Zoning reform has two pricing effects that operate in tension. First, upzoning increases the development potential of a parcel, which increases its land value. A lot that can support a triplex is worth more than a lot that can only support a single-family home, all else equal. This land value increase benefits existing property owners in reformed zones. Second, the additional supply enabled by upzoning puts downward pressure on rents and home prices relative to a counterfactual where supply remained constrained. Research from the Minneapolis reform suggests that new construction in upzoned areas was associated with 3-5% lower rent growth compared to areas without reform.

Supply and Price Effects

▸ California ADUs: from ~1,200/year (2016) to 20,000+/year (2023) — 15-20% of new permitted units

▸ Minneapolis rent effect: 3-5% lower rent growth in upzoned areas vs. comparable non-reformed areas

▸ Land value effect: parcels with expanded development rights show 10-25% value increases

▸ Construction lag: 5-10 years from reform to meaningful supply impact at metro scale

▸ Political durability: no major reform jurisdiction has reversed its zoning changes

Zoning reform is the rare policy intervention that has bipartisan support, measurable supply effects, and no direct fiscal cost to governments. The market has not yet priced in the supply implications because the effects are gradual and distributed — there is no single development announcement, no ribbon cutting, no quarterly earnings report.
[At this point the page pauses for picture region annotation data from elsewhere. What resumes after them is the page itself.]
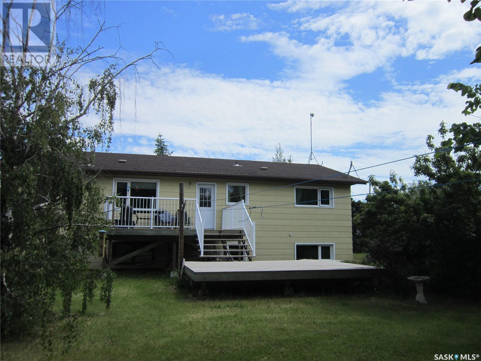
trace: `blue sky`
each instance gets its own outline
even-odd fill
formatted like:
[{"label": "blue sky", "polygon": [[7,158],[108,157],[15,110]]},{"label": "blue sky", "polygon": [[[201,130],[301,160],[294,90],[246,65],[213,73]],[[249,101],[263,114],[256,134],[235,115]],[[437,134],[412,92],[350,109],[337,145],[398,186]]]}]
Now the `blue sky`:
[{"label": "blue sky", "polygon": [[[467,3],[106,1],[102,7],[101,21],[121,25],[98,39],[106,53],[121,46],[129,61],[161,41],[173,56],[156,53],[160,69],[139,63],[137,82],[129,73],[112,152],[152,154],[160,132],[175,155],[270,160],[280,142],[286,155],[306,163],[312,112],[316,158],[345,171],[351,159],[362,168],[424,153],[426,136],[442,120],[477,120],[461,115],[464,100],[446,89],[481,80],[479,65],[469,65],[481,34],[479,22],[462,19]],[[90,22],[68,32],[59,27],[59,36],[86,43],[97,22],[94,9],[88,12]],[[392,168],[412,180],[412,164],[359,176],[386,179]]]}]

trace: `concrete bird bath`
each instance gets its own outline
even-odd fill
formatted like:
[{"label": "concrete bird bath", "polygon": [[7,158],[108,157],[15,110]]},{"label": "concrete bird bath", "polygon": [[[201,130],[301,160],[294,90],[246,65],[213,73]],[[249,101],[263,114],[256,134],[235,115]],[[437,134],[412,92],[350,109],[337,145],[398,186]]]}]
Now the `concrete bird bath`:
[{"label": "concrete bird bath", "polygon": [[426,281],[429,279],[427,276],[412,276],[407,277],[407,279],[414,282],[416,285],[416,289],[418,290],[418,294],[416,295],[416,301],[419,303],[427,303],[428,301],[424,298],[424,294],[422,291],[422,285]]}]

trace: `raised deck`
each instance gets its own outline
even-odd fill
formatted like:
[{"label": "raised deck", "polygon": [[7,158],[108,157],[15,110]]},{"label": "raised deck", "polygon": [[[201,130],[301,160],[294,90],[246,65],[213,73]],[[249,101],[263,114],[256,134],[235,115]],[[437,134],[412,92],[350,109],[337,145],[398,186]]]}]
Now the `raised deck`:
[{"label": "raised deck", "polygon": [[186,261],[184,272],[194,282],[359,278],[380,269],[330,259],[255,262]]}]

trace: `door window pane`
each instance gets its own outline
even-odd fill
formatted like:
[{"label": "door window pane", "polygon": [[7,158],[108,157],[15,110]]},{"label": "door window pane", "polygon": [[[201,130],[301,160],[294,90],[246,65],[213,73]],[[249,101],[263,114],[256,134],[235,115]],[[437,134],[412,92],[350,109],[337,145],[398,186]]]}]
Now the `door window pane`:
[{"label": "door window pane", "polygon": [[[155,182],[137,182],[130,181],[130,196],[156,197],[157,183]],[[130,205],[134,208],[151,207],[151,199],[130,198]]]},{"label": "door window pane", "polygon": [[212,206],[212,188],[200,187],[199,189],[199,206],[211,208]]},{"label": "door window pane", "polygon": [[317,206],[317,188],[296,188],[296,204]]},{"label": "door window pane", "polygon": [[321,259],[330,259],[330,246],[321,245]]},{"label": "door window pane", "polygon": [[127,182],[117,182],[116,194],[119,197],[127,196]]}]

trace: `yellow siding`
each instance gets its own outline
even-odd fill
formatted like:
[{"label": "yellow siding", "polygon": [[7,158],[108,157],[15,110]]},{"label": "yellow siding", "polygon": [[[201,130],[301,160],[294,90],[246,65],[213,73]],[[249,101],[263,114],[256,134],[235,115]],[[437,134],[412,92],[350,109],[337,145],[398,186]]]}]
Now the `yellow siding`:
[{"label": "yellow siding", "polygon": [[[179,182],[184,182],[184,197],[196,198],[196,182],[216,184],[215,228],[222,228],[222,208],[227,206],[227,182],[248,183],[248,206],[260,207],[292,204],[294,201],[294,187],[256,193],[266,189],[286,186],[287,182],[242,180],[222,180],[177,177],[139,176],[101,178],[98,181],[105,194],[112,193],[113,179],[115,178],[153,179],[160,182],[160,196],[178,198]],[[192,185],[190,186],[189,183]],[[251,218],[255,222],[256,260],[293,259],[294,243],[334,243],[336,259],[352,260],[352,233],[351,189],[348,185],[323,184],[334,188],[334,208],[296,207],[293,204],[252,209]],[[345,198],[336,198],[345,197]],[[261,214],[262,213],[262,214]],[[290,233],[292,235],[290,235]]]}]

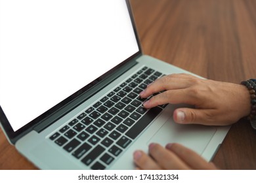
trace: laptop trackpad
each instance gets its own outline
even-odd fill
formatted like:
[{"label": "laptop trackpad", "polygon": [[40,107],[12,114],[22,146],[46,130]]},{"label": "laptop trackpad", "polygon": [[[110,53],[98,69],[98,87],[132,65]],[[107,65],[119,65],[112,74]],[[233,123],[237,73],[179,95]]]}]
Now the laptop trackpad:
[{"label": "laptop trackpad", "polygon": [[171,118],[150,139],[148,145],[157,142],[165,146],[169,142],[178,142],[202,154],[216,130],[212,126],[177,124]]}]

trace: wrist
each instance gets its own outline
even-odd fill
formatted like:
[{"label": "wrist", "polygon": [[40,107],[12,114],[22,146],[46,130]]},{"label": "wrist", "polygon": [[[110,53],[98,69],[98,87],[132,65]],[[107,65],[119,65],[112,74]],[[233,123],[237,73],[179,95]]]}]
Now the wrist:
[{"label": "wrist", "polygon": [[249,93],[249,93],[250,96],[251,108],[247,118],[251,122],[252,127],[256,129],[256,79],[250,79],[247,81],[243,81],[241,84],[245,86],[249,91]]}]

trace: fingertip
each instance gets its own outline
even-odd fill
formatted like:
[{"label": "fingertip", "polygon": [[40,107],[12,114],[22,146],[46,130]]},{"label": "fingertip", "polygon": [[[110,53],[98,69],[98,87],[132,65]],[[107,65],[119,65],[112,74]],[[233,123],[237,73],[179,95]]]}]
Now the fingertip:
[{"label": "fingertip", "polygon": [[142,156],[142,153],[140,150],[137,150],[133,153],[133,159],[138,161],[140,159]]},{"label": "fingertip", "polygon": [[176,123],[184,124],[185,123],[186,114],[183,110],[175,110],[173,112],[173,119]]}]

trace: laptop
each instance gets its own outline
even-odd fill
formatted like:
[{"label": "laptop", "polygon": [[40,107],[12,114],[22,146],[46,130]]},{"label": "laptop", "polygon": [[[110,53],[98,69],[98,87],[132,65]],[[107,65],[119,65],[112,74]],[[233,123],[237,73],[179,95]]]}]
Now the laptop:
[{"label": "laptop", "polygon": [[1,125],[39,169],[134,169],[150,142],[214,156],[228,126],[177,124],[184,104],[142,107],[148,84],[190,73],[142,54],[129,1],[15,3],[1,5]]}]

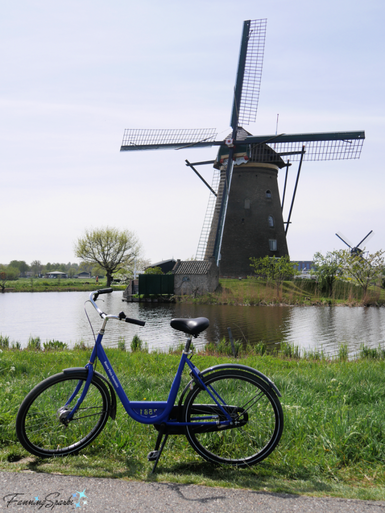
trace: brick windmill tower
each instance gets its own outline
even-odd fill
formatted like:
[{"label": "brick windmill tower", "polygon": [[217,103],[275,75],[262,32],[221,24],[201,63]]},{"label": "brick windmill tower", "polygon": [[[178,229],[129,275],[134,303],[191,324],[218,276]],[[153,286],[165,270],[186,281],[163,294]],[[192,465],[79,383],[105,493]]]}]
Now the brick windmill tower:
[{"label": "brick windmill tower", "polygon": [[[358,159],[365,138],[363,131],[254,136],[245,130],[243,125],[254,122],[256,116],[266,31],[266,19],[244,22],[232,131],[225,140],[215,141],[213,129],[128,129],[120,147],[121,151],[132,151],[219,147],[215,160],[186,162],[210,190],[196,258],[214,259],[221,276],[249,274],[251,256],[289,254],[286,234],[302,162]],[[288,159],[286,162],[284,159]],[[295,186],[284,222],[288,171],[296,161],[299,166]],[[194,167],[205,164],[214,165],[211,187]],[[277,177],[283,168],[286,177],[281,202]]]}]

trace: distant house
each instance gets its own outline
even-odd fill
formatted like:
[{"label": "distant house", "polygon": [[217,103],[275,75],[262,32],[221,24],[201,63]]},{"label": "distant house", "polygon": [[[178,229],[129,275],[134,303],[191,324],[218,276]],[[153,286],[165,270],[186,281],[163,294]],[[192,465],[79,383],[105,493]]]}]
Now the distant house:
[{"label": "distant house", "polygon": [[172,270],[174,293],[201,295],[214,292],[219,284],[219,270],[214,259],[210,260],[178,260]]},{"label": "distant house", "polygon": [[61,271],[51,271],[51,272],[46,272],[44,275],[45,278],[68,278],[68,275],[66,272],[62,272]]},{"label": "distant house", "polygon": [[153,267],[160,267],[163,274],[166,274],[173,270],[176,263],[176,260],[172,258],[170,259],[169,260],[161,260],[160,262],[157,262],[156,264],[151,264],[146,268],[151,269]]},{"label": "distant house", "polygon": [[314,271],[314,263],[311,260],[302,260],[296,263],[298,264],[298,265],[296,265],[295,267],[302,273],[310,273],[311,271],[313,272]]},{"label": "distant house", "polygon": [[75,276],[74,276],[74,278],[90,278],[91,273],[86,272],[86,271],[83,271],[82,272],[78,273]]}]

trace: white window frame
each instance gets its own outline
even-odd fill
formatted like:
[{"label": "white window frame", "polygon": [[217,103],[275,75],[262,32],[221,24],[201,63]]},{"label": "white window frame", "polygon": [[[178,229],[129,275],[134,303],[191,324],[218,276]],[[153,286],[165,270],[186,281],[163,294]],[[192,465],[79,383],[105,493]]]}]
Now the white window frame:
[{"label": "white window frame", "polygon": [[[275,248],[274,249],[274,246]],[[276,251],[277,250],[277,240],[276,239],[269,239],[269,249],[271,251]]]}]

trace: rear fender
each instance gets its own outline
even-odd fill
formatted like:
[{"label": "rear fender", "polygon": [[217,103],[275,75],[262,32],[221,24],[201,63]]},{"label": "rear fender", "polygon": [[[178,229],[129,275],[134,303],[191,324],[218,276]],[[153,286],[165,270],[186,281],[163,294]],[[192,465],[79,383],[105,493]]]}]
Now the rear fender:
[{"label": "rear fender", "polygon": [[[86,369],[84,367],[72,367],[69,369],[63,369],[63,372],[65,374],[83,374],[85,378],[87,378],[88,374],[88,369]],[[116,396],[115,393],[115,390],[112,387],[112,385],[111,384],[108,380],[103,376],[103,374],[100,374],[100,372],[98,372],[97,370],[94,370],[94,376],[97,376],[103,381],[105,381],[110,389],[110,393],[111,394],[111,409],[110,410],[110,417],[111,418],[112,420],[115,420],[115,418],[116,416]]]},{"label": "rear fender", "polygon": [[[224,370],[225,369],[237,369],[239,370],[244,370],[247,372],[250,372],[251,374],[254,374],[265,381],[270,388],[272,388],[278,397],[282,397],[281,392],[271,379],[268,378],[267,376],[265,376],[262,372],[260,372],[259,370],[257,370],[256,369],[253,369],[252,367],[248,367],[247,365],[241,365],[239,363],[223,363],[220,365],[214,365],[213,367],[210,367],[207,369],[205,369],[204,370],[202,370],[199,372],[199,376],[203,376],[205,374],[208,374],[209,372],[212,372],[215,370]],[[184,390],[184,391],[185,390]]]},{"label": "rear fender", "polygon": [[[271,380],[269,379],[267,376],[265,376],[265,375],[262,374],[262,372],[259,372],[259,370],[257,370],[256,369],[253,369],[252,367],[248,367],[247,365],[241,365],[240,364],[237,363],[224,363],[219,365],[214,365],[213,367],[210,367],[207,369],[205,369],[204,370],[199,372],[199,376],[203,377],[205,374],[208,374],[209,372],[214,372],[216,370],[223,370],[224,369],[238,369],[239,370],[245,370],[246,372],[250,372],[251,374],[254,374],[265,381],[265,382],[269,386],[269,388],[272,388],[278,397],[282,397],[282,394]],[[185,396],[186,393],[189,391],[190,389],[190,385],[193,383],[193,380],[191,380],[191,381],[190,381],[187,385],[186,385],[179,398],[179,401],[178,402],[177,414],[178,420],[179,422],[182,422],[182,405],[183,404],[183,400],[185,399]]]}]

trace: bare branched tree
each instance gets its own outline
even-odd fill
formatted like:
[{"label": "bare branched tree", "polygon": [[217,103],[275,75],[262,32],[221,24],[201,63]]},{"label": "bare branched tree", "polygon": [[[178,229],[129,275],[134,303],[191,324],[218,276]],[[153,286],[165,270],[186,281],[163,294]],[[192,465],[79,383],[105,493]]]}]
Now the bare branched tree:
[{"label": "bare branched tree", "polygon": [[141,255],[142,248],[134,232],[106,226],[86,230],[75,243],[74,251],[84,262],[104,269],[109,287],[113,273],[132,265],[134,259]]}]

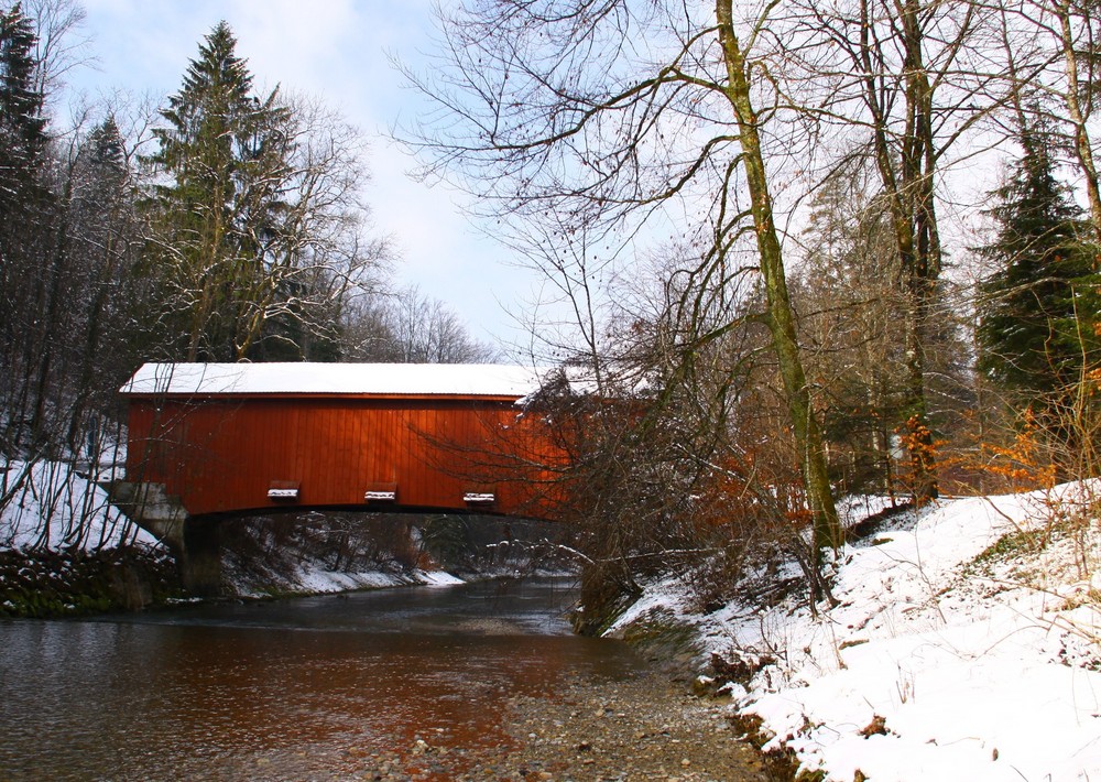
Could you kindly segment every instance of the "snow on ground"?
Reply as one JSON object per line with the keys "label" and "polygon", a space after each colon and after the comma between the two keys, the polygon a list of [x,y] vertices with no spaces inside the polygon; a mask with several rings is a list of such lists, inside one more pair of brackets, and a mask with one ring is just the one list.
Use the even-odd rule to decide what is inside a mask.
{"label": "snow on ground", "polygon": [[[1099,490],[897,517],[841,552],[839,605],[818,616],[799,596],[680,612],[708,652],[760,667],[730,693],[765,749],[828,780],[1098,781],[1101,546],[1098,501],[1082,502]],[[617,627],[683,596],[658,585]]]}
{"label": "snow on ground", "polygon": [[[235,594],[241,597],[262,597],[266,593],[251,588],[247,583],[233,578]],[[462,579],[443,571],[416,569],[408,573],[384,573],[381,571],[346,572],[331,571],[317,562],[304,562],[294,576],[284,584],[287,590],[330,594],[350,591],[353,589],[380,589],[383,587],[408,586],[450,586],[462,584]],[[270,585],[269,585],[270,586]]]}

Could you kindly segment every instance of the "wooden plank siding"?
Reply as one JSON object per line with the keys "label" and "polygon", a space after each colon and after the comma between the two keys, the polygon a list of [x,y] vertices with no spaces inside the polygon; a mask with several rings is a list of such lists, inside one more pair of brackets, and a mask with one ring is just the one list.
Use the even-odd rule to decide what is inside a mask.
{"label": "wooden plank siding", "polygon": [[[396,485],[397,509],[478,510],[547,518],[531,470],[545,453],[515,399],[207,395],[130,399],[127,478],[164,484],[192,515],[285,506],[378,507],[364,492]],[[491,492],[468,508],[467,492]]]}

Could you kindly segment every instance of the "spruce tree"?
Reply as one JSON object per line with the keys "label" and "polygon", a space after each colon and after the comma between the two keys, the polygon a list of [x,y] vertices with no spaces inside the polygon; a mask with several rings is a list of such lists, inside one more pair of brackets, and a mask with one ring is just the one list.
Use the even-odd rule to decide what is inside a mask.
{"label": "spruce tree", "polygon": [[252,76],[220,22],[199,46],[154,134],[149,161],[168,177],[154,189],[154,251],[177,313],[175,358],[235,360],[251,341],[255,295],[282,237],[281,185],[290,164],[290,111],[277,90],[252,94]]}
{"label": "spruce tree", "polygon": [[995,240],[979,252],[994,263],[979,305],[979,370],[1042,413],[1080,379],[1095,349],[1095,249],[1081,210],[1056,177],[1050,140],[1021,133],[1023,156],[993,195]]}

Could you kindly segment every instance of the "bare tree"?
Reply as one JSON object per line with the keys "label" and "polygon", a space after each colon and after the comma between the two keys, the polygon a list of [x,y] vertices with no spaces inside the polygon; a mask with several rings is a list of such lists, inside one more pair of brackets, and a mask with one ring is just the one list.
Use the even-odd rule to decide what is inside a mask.
{"label": "bare tree", "polygon": [[410,285],[363,297],[346,314],[345,357],[395,363],[489,363],[499,351],[470,336],[438,300]]}
{"label": "bare tree", "polygon": [[[685,312],[699,291],[724,285],[755,259],[816,542],[829,547],[841,531],[766,165],[766,145],[776,142],[765,59],[774,9],[754,3],[735,19],[730,0],[712,10],[630,0],[471,2],[445,20],[446,62],[432,77],[411,74],[442,112],[412,143],[429,173],[477,193],[517,243],[553,237],[566,254],[587,259],[599,248],[603,271],[614,273],[640,242],[675,226],[694,249],[683,270]],[[548,271],[562,280],[563,269]],[[678,346],[680,359],[721,333],[691,334]]]}

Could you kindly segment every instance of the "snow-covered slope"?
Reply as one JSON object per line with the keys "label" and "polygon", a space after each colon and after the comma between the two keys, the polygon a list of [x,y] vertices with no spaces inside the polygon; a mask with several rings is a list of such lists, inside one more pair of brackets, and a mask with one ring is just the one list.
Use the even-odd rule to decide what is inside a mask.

Instead, thousands of individual property owners and small-scale developers make incremental decisions to build ADUs, duplexes, and triplexes on lots that previously could not accommodate them. The supply appears slowly, lot by lot, but the cumulative effect over a decade is transformative. Markets that are pricing future housing supply based on historical zoning constraints are pricing in a regulatory framework that is actively being reformed.